Mr. Weiss - was appointed Executive Vice President - Business and Legal
Affairs in August 1993. From September, 1992 to August 1993, he was Senior
Vice President - Business and Legal Affairs. From September 1987 to September,
1992, he was Vice President - Business and Legal Affairs.
Messrs. Pattiz, Kanter, Batusic and Weiss have written employment
agreements with the Company (Also see "Executive Compensation - Employment
Agreements" appearing elsewhere in this report). All other officers of the
Company and its subsidiaries serve at the discretion of the Board of Directors.
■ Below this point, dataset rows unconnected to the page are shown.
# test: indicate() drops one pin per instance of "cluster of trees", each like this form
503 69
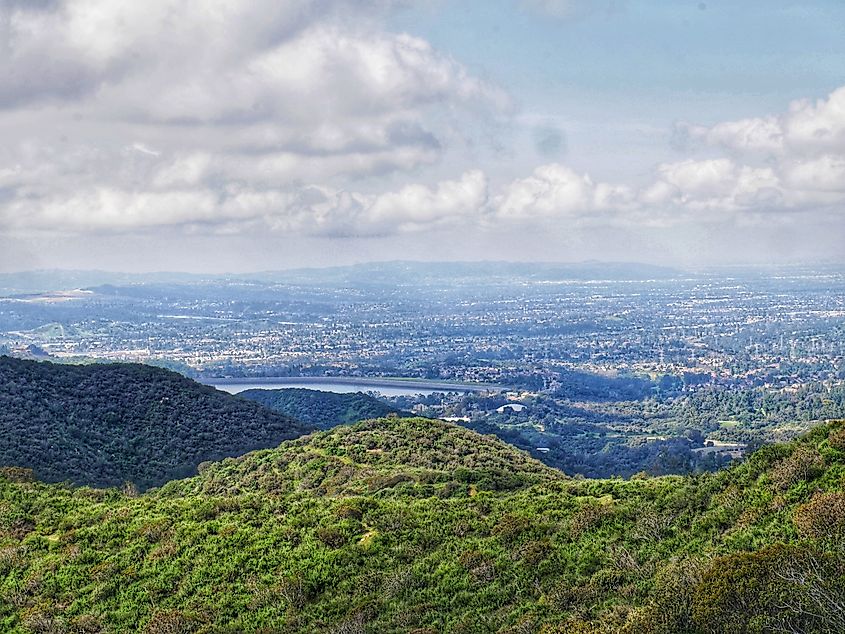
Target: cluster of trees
321 409
108 424
405 525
Upon the close of the pending acquisition of Unistar (expected on or about
February 3, 1994 and as more fully discussed in "Item 1 - Business - Business
Strategy" appearing elsewhere in this report), Messrs. Pattiz and Kanter will
no longer serve as Chief Executive Officer and Chief Financial Officer,
respectively, of the Company. These positions will be held by Mel Karmazin and
Farid Suleman, the Chief Executive Officer and Chief Financial Officer,
respectively, of Infinity.
COMPLIANCE WITH SECTION 16(a) OF THE EXCHANGE ACT
Section 16(a) of the Securities Exchange Act of 1934 requires the
Company's officers and directors, and persons who own more than ten percent of
a registered class of the Company's equity securities, to file reports of
ownership and changes in ownership with the Securities and Exchange Commission.
Officers, directors and more than ten percent shareholders are required by
Securities and Exchange Commission regulation to furnish the Company with copies
of all Section 16(a) forms they file.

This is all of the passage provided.